The wolves made up my mind for me, however. From the front of the house I heard the sound of breaking glass. They had grown impatient and were breaking into my house. Breaking and entering. I should have called the police. Just what I needed: a bloodbath between were and human.

But if they were inside the house, that meant the front was safe. Carefully and silently, I slipped down to the edge of the roof then jumped to the lower roof over the entrance. It was still a long jump to the ground, but I dropped and rolled.

I climbed to my feet, bruised from the fall, then shook my fur out and began running silently along the front of the house and turned the corner, my nose to the hills, but ran smack dab into a pair of jeans. Then there was a hand in the scruff of my neck, and I found myself lifted into the air.

As a human, I didn't even reach one hundred pounds. As a fox, I was barely thirty pounds. That made me a very large fox, but picking me up was nothing to the female wolf I found looking at me. She held me at arm's length, facing her.

"Got her," she said, loudly enough for the other wolves to hear.

I immediately lashed out with teeth and claws. I stretched my neck and nipped at her arm. I couldn't reach her hand in my neck, but I drew blood from her arm. I went wild, trying to scratch her with my feet and trying to bite her again. I squirmed and struggled.

In response, she tightened her grip in my neck, and it hurt. I was hanging from the skin of my neck, and it hurt. I wasn't a kit to be carried around like this. And besides, it was embarrassing.

"Stop it," she hissed. "You're just hurting yourself."

I snapped and struggled, finally getting lucky and burying my teeth in her arm again. She growled, a deep feral growl. I had been a long time since I was last growled at by a wolf so close to me, and it scared me, it scared every corner of me. I needed to run. I needed to hide.

I squirmed and struggled.

She shook me roughly. "Stop it," she said again. "We're just here to talk."

It was clear I wasn't going to free myself. Her grip was way too strong, and my bites had done nothing but make her angry. I went limp, pretending to be dead, pretending she had snapped my neck when she shook me.

She began carrying me to the front door of my house. She growled again, and I almost wet myself in fear.

I wouldn't give her that satisfaction.

She turned me around, holding me in front of her, then wrapped her second hand around my chest under my front legs.

"You can stop faking," she said. "I can feel your heartbeat."

I reached down and bit her hand.

"Damn it!" she said, pulling her hand away. She shook me again. "Stop that!"
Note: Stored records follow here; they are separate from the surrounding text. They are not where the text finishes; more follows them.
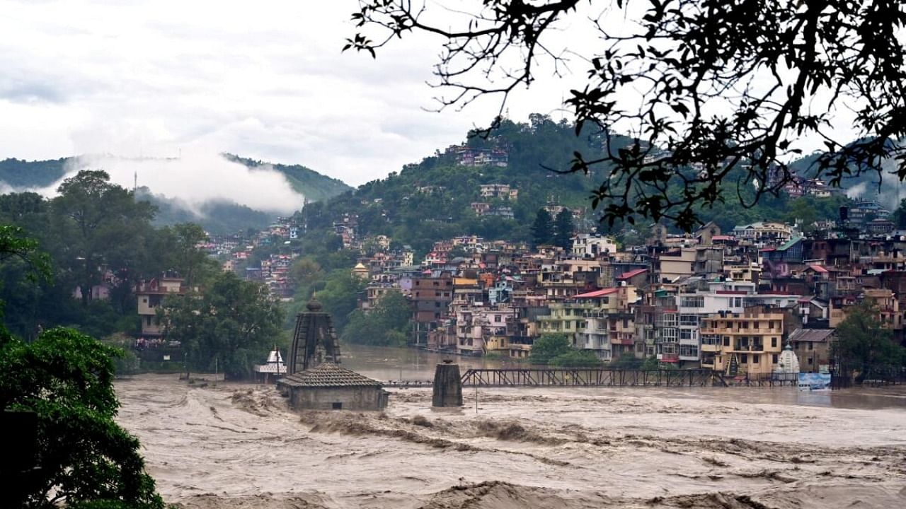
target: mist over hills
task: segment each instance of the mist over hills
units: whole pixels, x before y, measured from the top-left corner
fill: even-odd
[[[631,142],[613,135],[611,143],[614,140],[616,144]],[[601,154],[603,141],[600,133],[591,130],[577,137],[573,124],[545,115],[533,115],[528,122],[505,120],[489,137],[466,138],[462,145],[440,149],[385,178],[310,204],[303,216],[309,227],[317,228],[327,228],[344,216],[355,216],[360,235],[386,235],[422,254],[430,250],[434,241],[460,235],[530,240],[531,225],[538,209],[545,206],[554,210],[557,206],[573,209],[579,231],[597,230],[625,236],[626,242],[639,241],[649,235],[649,225],[617,223],[612,227],[601,223],[600,212],[591,206],[592,190],[607,178],[606,168],[595,168],[589,175],[551,171],[568,168],[576,151],[594,158]],[[506,164],[496,158],[502,154],[506,157]],[[816,157],[795,161],[794,169],[810,177],[806,170]],[[877,173],[844,179],[844,193],[830,197],[795,197],[781,193],[764,196],[757,204],[747,207],[740,206],[737,193],[754,195],[757,184],[747,181],[746,172],[737,168],[721,184],[726,202],[701,207],[699,215],[703,222],[713,220],[728,231],[756,221],[800,221],[807,226],[818,220],[832,220],[849,198],[878,199],[893,211],[904,186],[894,175],[885,176],[879,194],[877,186],[871,185],[872,176],[876,182]],[[481,187],[489,184],[508,186],[517,196],[483,195]],[[670,190],[682,191],[679,187]],[[902,195],[906,197],[906,193]]]
[[[211,233],[266,226],[305,201],[351,189],[301,165],[272,165],[232,154],[189,153],[181,158],[127,158],[87,155],[42,161],[0,161],[0,193],[33,191],[50,197],[81,169],[103,169],[124,187],[159,207],[155,223],[192,221]]]

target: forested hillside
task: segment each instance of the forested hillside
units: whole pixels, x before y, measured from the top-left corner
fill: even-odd
[[[290,185],[293,186],[293,189],[304,195],[311,201],[330,198],[352,189],[342,180],[322,175],[302,165],[271,164],[233,154],[225,154],[224,157],[251,168],[268,167],[283,173],[286,176]]]
[[[45,161],[8,158],[0,161],[0,183],[10,187],[46,187],[63,178],[72,158]]]
[[[617,143],[619,137],[614,137]],[[628,139],[622,139],[622,142]],[[488,137],[468,137],[465,144],[475,149],[495,149],[508,155],[506,167],[495,164],[473,166],[462,163],[462,149],[438,150],[420,163],[407,165],[387,178],[374,180],[354,191],[323,203],[309,204],[301,213],[311,227],[327,227],[343,215],[358,216],[361,235],[387,235],[395,241],[425,253],[431,244],[458,235],[474,234],[486,238],[530,240],[530,226],[538,209],[545,205],[581,209],[580,231],[599,231],[618,235],[647,235],[648,225],[613,226],[599,223],[600,214],[592,208],[591,194],[607,175],[603,169],[584,175],[559,174],[570,168],[573,152],[591,158],[602,150],[600,134],[575,135],[574,126],[556,122],[544,115],[532,115],[529,122],[504,120]],[[613,143],[612,139],[612,143]],[[738,175],[738,177],[737,177]],[[755,205],[755,183],[740,179],[742,172],[731,174],[723,182],[726,203],[702,211],[704,221],[714,220],[724,229],[747,222],[796,219],[810,224],[834,218],[843,196],[829,198],[786,195],[766,196]],[[518,191],[516,199],[480,196],[482,184],[506,184]],[[683,189],[670,189],[682,193]],[[743,197],[749,206],[740,206]],[[487,202],[491,208],[510,207],[513,217],[479,215],[471,207]]]
[[[267,167],[283,173],[293,189],[311,201],[330,198],[351,189],[341,180],[325,177],[301,165],[270,165],[232,154],[225,154],[224,157],[250,168]],[[14,190],[50,187],[71,171],[76,162],[76,158],[40,161],[15,158],[2,160],[0,190],[5,188],[4,184]],[[223,234],[249,228],[261,229],[274,219],[271,214],[229,201],[207,202],[193,208],[179,200],[155,193],[154,189],[145,187],[138,191],[142,199],[158,207],[154,219],[157,226],[191,221],[201,225],[212,234]]]

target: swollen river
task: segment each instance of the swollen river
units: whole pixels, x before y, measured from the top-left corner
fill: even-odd
[[[440,356],[344,351],[379,379],[430,379]],[[463,369],[499,367],[457,360]],[[294,413],[266,386],[117,384],[165,500],[186,508],[906,506],[906,390],[492,389],[433,410]]]

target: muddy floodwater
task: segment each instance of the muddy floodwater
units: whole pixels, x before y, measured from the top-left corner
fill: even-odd
[[[343,364],[428,379],[439,360],[402,355]],[[296,413],[263,385],[117,383],[120,422],[185,508],[906,507],[902,388],[487,389],[477,409],[467,389],[444,410],[390,391],[382,413]]]

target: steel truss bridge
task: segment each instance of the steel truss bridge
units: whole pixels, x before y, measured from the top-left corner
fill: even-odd
[[[509,368],[468,370],[462,375],[468,387],[727,387],[721,373],[710,370],[608,370],[601,368]]]

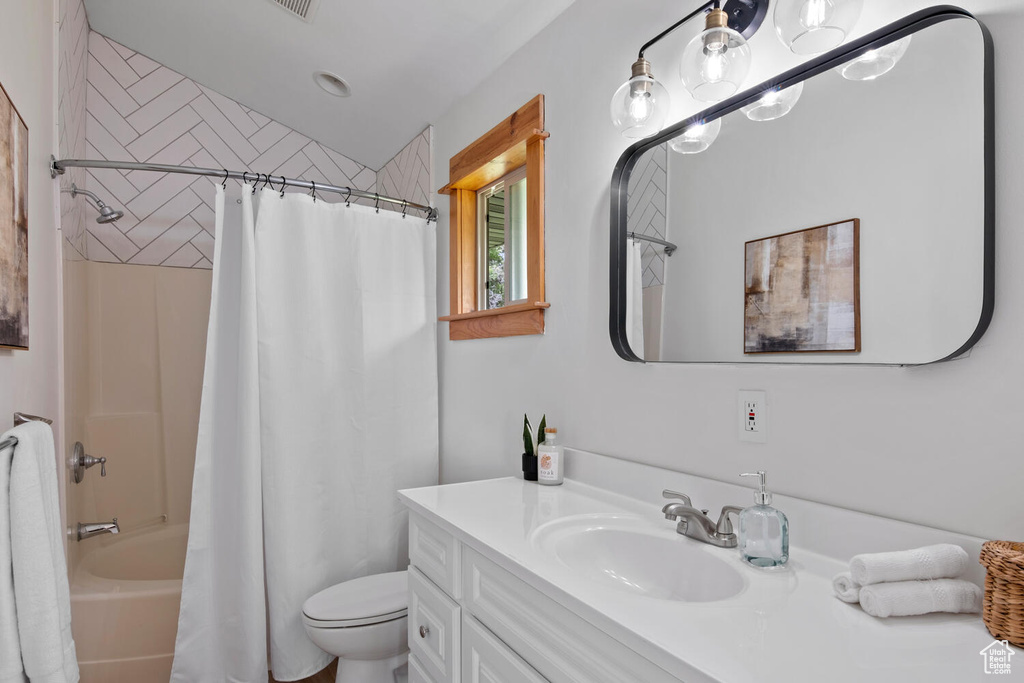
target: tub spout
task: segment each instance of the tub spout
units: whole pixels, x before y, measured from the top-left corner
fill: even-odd
[[[79,522],[78,524],[78,540],[88,539],[93,536],[99,536],[101,533],[118,533],[121,531],[121,527],[118,526],[118,518],[115,517],[114,521],[110,522],[89,522],[83,524]]]

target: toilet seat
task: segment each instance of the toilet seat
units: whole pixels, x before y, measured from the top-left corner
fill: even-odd
[[[302,605],[302,621],[316,629],[382,624],[409,612],[409,572],[353,579],[326,588]]]

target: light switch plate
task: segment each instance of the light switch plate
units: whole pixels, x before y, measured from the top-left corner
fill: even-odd
[[[740,441],[767,442],[768,398],[764,391],[740,391],[738,415]]]

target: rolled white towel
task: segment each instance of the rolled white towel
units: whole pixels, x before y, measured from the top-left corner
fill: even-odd
[[[850,575],[861,586],[922,579],[955,579],[967,569],[969,558],[959,546],[943,543],[893,553],[856,555]]]
[[[833,590],[836,592],[836,597],[843,602],[851,604],[860,602],[860,584],[853,580],[849,571],[836,574],[833,579]]]
[[[860,606],[871,616],[930,612],[980,612],[982,590],[969,581],[900,581],[860,589]]]

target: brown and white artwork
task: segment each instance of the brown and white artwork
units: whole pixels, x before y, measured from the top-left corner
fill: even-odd
[[[860,220],[746,243],[744,353],[860,350]]]
[[[0,346],[29,348],[29,128],[2,85]]]

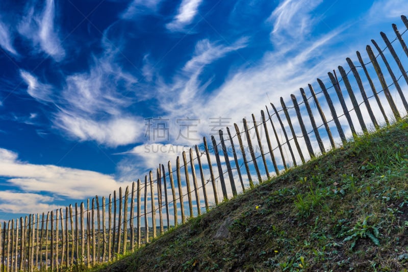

I yipped in pain and fear. I didn't like being shaken like that.

We got to the front door, and I saw the wolves had broken the window to get in. She carried me up the steps, stepping over the broken glass, and walked into my house. The other four wolves waited for us. One of them closed the door behind us.

My captor maintained her grip, holding me away from her body, and my attempts to bite and scratch weren't getting me anywhere. Frustrated, I fell limp again.

I hate wolves.

One of the males walked up to me. I eyed him carefully but remained passive.

"Careful, she's-" my captor started to say.

I lunged at the male, my teeth grazing his cheek.

"Damn it!" he yelled, jerking back. Then he raised a hand and swung at me. If he had connected, he would certainly have killed me. Even a human his size could kill me with a blow like that, and he had the strength of a wolf.

But the woman snatched me out of his range and held out her other hand. "Eric. No! Stand down."

"The bitch bit me," he said, glaring at me.

"I tried to warn you," the woman said. "She's scared. What would you do?"

"She needs to learn her place," he replied.

"I said stand down," the woman said again, and there was steel in her voice. The male immediately backed off, his proverbial tail between his legs.

The woman, my captor, had shielded me from the male with her own body, pulling me close to her. I thanked her by reaching up and biting her neck, then renewed my squirms and struggles for freedom.